When the results in India started to start to look bad, the team had to change players and keep the show on the road.

Stage four is about depression.

Depression can be caused by England's past, present or future.

The past? England have lost 21 of their 29 Tests away to India, Australia and New Zealand. In the past five years alone, they have been defeated in a single session on five occasions, one of which was by Ireland.

The present is trying to stay awake on dark, winter nights, only to have your dreams followed by Cummins, Starc and co. Burns' leg stump, Buttler's iron gloves, and another Australian fast bowler plucked from nowhere to deliver homing missiles at the edge of English bats.

The future? Try not to think about the options available to relieve the captaincy.

Don't think about what life will be like when Anderson retires.

Acceptance stage five

Accept that England are not very good at Test cricket and that more pain is on the way before things get better is the best way to deal with this.

England could be looking for a new captain, coach and majority of a team if they lose the final two Tests in Australia.

How many of the current line-up are going to face the West Indies in the spring?
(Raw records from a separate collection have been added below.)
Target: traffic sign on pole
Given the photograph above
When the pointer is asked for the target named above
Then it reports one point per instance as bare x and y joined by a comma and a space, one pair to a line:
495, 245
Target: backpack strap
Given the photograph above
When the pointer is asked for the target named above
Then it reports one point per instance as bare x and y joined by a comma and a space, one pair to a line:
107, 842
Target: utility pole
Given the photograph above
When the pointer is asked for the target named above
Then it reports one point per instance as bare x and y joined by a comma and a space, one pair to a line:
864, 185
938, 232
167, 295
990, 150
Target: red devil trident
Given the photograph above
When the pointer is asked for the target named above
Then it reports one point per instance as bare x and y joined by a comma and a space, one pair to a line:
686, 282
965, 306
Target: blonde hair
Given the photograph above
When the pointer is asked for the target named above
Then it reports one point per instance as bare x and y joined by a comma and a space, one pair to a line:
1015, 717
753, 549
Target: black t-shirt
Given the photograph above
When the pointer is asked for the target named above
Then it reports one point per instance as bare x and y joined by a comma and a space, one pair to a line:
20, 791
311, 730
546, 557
Mark Wood and probably Dawid Malan. England must see every series they are available for as a bonus if they want to be in the mix.

After that comes a home series against New Zealand and a rearranged fifth Test against India, both of which were better than England last summer.

England will not start as favorites in the New Zealand and Pakistan Test series in the winter of next year.

England will not have lost a home series to Australia in 22 years. The record would appear to be in serious jeopardy at the moment.